Honestly? I love it.

Wrestlers doing media rounds can be incredibly tedious. They usually stick tightly to the approved script. They talk about their upcoming match. They praise their opponent's toughness. They mention they are in the best shape of their life. It goes in one ear and out the other.

Drew refuses to do that. Drew has spent the last two years becoming the most entertaining, venomous hater in the entire industry. If you ask him a weird question, he is going to give you a weird, completely genuine answer.

Why wouldn't he believe in aliens? He works in a business where a dead man used to shoot lightning from his hands. Extraterrestrials are practically a conservative belief in the professional wrestling world.
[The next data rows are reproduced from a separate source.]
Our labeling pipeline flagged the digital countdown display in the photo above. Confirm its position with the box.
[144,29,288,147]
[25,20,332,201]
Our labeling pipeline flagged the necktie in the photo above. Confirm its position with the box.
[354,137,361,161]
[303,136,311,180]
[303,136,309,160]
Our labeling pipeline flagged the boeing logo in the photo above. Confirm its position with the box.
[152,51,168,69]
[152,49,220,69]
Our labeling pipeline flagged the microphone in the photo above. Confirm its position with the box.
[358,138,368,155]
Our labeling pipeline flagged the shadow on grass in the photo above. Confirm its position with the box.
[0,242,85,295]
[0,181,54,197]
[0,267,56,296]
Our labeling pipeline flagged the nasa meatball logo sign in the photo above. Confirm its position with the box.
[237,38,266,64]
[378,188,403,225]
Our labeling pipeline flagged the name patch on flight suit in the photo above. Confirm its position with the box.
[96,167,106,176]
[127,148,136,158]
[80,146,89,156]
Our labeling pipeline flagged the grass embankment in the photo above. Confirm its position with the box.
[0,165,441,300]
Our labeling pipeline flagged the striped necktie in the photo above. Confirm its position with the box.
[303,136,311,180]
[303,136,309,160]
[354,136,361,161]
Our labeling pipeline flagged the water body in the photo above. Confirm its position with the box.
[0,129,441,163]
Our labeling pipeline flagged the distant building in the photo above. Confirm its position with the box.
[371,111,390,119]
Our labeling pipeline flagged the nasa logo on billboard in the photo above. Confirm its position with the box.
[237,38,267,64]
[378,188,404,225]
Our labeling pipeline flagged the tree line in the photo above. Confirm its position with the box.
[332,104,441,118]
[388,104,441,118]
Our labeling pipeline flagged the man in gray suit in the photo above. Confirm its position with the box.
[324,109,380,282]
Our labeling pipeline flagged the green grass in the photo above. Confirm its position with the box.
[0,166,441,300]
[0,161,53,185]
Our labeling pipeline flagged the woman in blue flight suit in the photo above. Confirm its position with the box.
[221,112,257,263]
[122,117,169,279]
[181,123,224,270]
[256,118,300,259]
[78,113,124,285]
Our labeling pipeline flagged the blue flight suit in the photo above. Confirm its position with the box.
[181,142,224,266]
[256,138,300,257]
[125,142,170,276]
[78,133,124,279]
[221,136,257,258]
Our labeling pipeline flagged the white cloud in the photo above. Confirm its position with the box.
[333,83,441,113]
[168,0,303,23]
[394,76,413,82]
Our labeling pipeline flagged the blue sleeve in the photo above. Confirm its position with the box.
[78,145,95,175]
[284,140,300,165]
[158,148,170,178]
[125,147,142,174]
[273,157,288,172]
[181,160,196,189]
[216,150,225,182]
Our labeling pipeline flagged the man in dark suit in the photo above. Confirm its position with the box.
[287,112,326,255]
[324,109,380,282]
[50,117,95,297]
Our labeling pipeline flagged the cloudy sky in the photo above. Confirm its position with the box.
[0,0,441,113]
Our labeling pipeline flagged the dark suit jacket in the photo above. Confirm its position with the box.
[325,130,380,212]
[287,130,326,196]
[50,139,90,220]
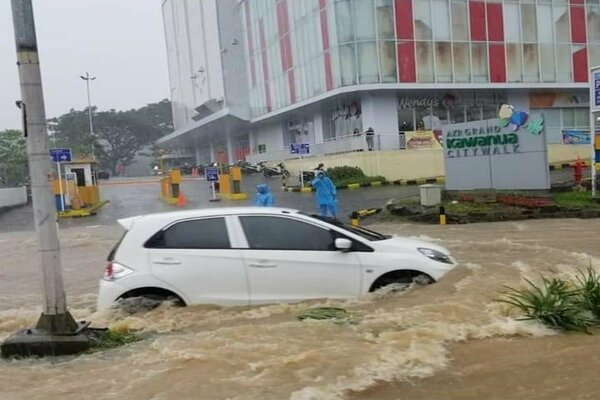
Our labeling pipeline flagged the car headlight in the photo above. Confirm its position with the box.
[417,247,454,264]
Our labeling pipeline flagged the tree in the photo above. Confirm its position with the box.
[0,130,29,186]
[52,99,173,173]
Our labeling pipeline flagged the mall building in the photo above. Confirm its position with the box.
[158,0,600,170]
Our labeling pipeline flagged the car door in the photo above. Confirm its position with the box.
[238,215,361,304]
[146,217,249,305]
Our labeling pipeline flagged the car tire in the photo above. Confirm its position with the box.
[369,270,434,292]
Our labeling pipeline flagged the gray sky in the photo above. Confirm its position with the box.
[0,0,169,130]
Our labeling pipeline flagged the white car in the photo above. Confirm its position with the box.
[98,207,456,309]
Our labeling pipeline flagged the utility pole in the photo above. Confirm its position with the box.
[79,72,96,160]
[0,0,89,357]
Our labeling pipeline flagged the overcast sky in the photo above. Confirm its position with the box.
[0,0,169,130]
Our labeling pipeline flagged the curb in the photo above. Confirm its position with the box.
[392,176,446,186]
[281,181,390,193]
[548,159,592,171]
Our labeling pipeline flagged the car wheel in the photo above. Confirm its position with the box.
[370,271,434,292]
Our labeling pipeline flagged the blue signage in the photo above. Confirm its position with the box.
[50,149,71,162]
[204,168,219,182]
[592,71,600,111]
[290,143,310,155]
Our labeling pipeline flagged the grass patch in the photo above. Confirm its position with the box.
[497,267,600,333]
[90,329,142,352]
[554,192,599,208]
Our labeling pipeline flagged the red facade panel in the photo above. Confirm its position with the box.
[394,0,415,40]
[569,6,587,43]
[258,18,273,112]
[469,0,487,41]
[397,41,417,82]
[573,47,589,82]
[488,43,506,82]
[486,3,504,42]
[319,0,333,91]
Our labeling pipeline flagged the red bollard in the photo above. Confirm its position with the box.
[571,157,585,186]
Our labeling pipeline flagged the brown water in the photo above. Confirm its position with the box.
[0,220,600,400]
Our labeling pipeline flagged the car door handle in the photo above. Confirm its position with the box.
[248,262,277,268]
[152,259,181,265]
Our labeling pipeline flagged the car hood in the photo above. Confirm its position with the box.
[369,236,450,255]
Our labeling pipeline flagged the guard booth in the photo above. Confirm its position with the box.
[52,160,108,217]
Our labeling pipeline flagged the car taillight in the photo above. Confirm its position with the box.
[104,261,133,281]
[104,261,114,279]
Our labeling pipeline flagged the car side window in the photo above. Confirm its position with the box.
[239,216,335,251]
[145,218,231,249]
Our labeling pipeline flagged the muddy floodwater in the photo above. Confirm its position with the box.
[0,220,600,400]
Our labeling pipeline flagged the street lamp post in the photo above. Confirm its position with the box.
[79,72,96,160]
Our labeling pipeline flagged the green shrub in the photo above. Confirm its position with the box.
[575,267,600,320]
[498,277,598,333]
[327,165,365,183]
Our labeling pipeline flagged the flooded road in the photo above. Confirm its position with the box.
[0,219,600,400]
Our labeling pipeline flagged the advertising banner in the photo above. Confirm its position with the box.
[562,130,592,144]
[404,131,442,150]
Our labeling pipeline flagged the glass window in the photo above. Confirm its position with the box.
[556,44,571,82]
[523,44,540,82]
[521,4,537,42]
[335,0,354,43]
[452,0,469,41]
[452,43,471,82]
[506,43,523,82]
[450,106,465,124]
[471,43,488,82]
[552,4,571,43]
[562,108,576,128]
[587,6,600,43]
[145,218,231,249]
[413,1,433,40]
[503,3,521,43]
[377,0,396,39]
[431,0,450,41]
[240,216,335,251]
[540,44,556,82]
[467,106,481,122]
[435,42,452,82]
[379,40,397,83]
[416,42,433,82]
[537,4,554,43]
[358,42,379,83]
[354,0,375,40]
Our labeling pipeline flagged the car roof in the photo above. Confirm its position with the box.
[118,207,299,230]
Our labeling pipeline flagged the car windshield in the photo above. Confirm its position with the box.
[299,213,390,242]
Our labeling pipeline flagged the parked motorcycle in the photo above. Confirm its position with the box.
[259,162,290,178]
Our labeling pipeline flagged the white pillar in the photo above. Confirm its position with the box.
[313,111,323,144]
[361,93,399,150]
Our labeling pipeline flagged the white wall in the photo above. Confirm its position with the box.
[361,93,398,149]
[0,186,27,208]
[253,122,284,153]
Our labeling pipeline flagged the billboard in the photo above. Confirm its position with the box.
[442,104,550,190]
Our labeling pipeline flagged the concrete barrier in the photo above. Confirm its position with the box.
[0,186,27,209]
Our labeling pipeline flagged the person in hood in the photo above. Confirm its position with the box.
[254,183,275,207]
[311,171,337,218]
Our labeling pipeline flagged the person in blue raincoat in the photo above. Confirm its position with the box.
[254,183,275,207]
[311,171,337,218]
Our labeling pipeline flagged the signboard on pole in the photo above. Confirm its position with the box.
[590,67,600,112]
[50,149,72,162]
[204,168,219,182]
[290,143,310,156]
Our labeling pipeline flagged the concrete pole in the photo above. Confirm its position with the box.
[79,72,96,160]
[12,0,77,333]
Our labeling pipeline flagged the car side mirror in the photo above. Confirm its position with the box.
[335,238,352,251]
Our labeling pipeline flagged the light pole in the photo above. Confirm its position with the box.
[79,72,96,160]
He is so secure in his top-guy position right now that he doesn't need to put on a corporate face. His social media game is already legendary. He trolls fans relentlessly. He trolls his coworkers. This alien quote is just another piece of the puzzle that makes McIntyre one of the most compelling characters on television.

He isn't playing a character anymore. He is just a massive Scottish guy saying whatever pops into his head at any given moment.

The fans eat it up. We are in an era where authenticity draws money. Fans can smell a heavily scripted promo from a mile away. When McIntyre speaks, whether it is about breaking bones or flying saucers, you believe that he believes what he is saying. That kind of connection is rare.

Think about the psychology of a top guy in WWE right now. You are constantly under a microscope. Every word you say is analyzed on podcasts, clipped for TikTok, and debated on Reddit. Most guys clam up. They become PR robots because they are terrified of losing their spot. McIntyre went the opposite direction. He realized that the more unhinged and raw he is, the more the audience connects with him. He took the safety wheels off. Talking about aliens might seem like a goofy throwaway comment, but it is actually a brilliant indicator of his current confidence level. He knows nobody can touch him right now.

I just want him to bring this energy to television. Imagine Drew cutting a furious promo on Raw, blaming a botched interference spot on a UFO sighting. The crowd would go wild.

Between baseball-playing monsters, chaotic booking sheets, and alien-hunting heavyweights, it was a solid day on the internet. Now we just have to survive the rest of the week until Backlash.